1.6 Set the VPN rule to “ANY” or set the IPv4 rules to  “RAS-WITH-NETWORK-SELECTION”. Thus uses 0.0.0.0/0 <=> 0.0.0.0/0.

1.7 Set Rule creation to “Manual”.

1.8 Now configure the Mesh-VPN parameters under VPN → IKEv2/IPsec → Extended settings → Advanced Mesh VPN.

1.9 Set the Operation mode to “Spoke“.

1.10 Under VPN peer template select the previously created IKEv2 peer as a template for the Mesh-VPN tunnel.
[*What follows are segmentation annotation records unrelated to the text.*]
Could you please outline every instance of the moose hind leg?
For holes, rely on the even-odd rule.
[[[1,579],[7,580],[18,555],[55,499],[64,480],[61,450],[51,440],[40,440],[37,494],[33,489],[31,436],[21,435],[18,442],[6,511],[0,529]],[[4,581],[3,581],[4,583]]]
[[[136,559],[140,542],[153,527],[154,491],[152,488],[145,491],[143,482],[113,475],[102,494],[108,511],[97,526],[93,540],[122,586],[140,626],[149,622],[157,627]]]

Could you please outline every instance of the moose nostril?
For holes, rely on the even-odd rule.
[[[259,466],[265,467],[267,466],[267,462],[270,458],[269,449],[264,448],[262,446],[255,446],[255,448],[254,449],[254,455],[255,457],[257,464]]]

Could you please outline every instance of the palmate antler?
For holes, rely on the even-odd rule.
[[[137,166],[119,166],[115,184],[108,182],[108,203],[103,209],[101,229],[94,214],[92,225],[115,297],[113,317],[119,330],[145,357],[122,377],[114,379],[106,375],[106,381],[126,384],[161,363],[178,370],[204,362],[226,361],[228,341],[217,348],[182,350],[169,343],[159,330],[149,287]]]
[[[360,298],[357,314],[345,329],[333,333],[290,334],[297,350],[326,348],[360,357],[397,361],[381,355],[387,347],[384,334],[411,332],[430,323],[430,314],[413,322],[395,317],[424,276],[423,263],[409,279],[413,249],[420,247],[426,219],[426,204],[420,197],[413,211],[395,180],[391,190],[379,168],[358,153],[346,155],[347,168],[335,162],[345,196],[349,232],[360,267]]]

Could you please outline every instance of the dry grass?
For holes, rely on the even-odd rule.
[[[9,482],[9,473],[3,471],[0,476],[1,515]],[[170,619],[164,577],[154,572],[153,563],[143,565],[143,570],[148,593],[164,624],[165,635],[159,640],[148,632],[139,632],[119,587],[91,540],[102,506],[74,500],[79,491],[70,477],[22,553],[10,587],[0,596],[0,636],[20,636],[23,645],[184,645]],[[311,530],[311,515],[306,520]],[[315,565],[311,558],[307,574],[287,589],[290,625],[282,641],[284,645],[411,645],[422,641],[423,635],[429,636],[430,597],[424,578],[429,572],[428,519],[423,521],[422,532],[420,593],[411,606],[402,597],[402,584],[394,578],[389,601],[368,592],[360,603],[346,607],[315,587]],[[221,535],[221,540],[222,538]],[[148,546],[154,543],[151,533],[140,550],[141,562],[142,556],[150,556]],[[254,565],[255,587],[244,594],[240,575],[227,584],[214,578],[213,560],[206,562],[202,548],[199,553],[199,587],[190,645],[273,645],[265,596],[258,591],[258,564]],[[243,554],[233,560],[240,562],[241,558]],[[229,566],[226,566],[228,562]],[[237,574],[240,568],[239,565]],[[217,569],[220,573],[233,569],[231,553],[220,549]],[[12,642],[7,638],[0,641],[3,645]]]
1.11 Under Detect on VPN peers, select the name of the VPN peer that corresponds to the name of the tunnel to the headquarters.

1.12 Write the configuration back to the router at branch office A.

2. Configuration steps at branch office B:

2.1  The configuration is performed similar to branch A (see steps 1.1 to 1.11).

2.2 Change the Local identifier for the Authentication to the name of branch B.

3. Configuration steps at the headquarters:

3.1  Since the headquarters itself does not establish a dynamic mesh tunnel, there is no need to create a template for the peer.

• Under VPN → IKEv2/IPsec → Extended settings → Advanced Mesh VPN, set the operation mode to “Hub”.

3.2 Write the configuration back to the router at the headquarters.

If you now transfer data from branch A to branch B, the first packets take the detour via the headquarters.

After that, the dynamic mesh tunnel is set up between the branches.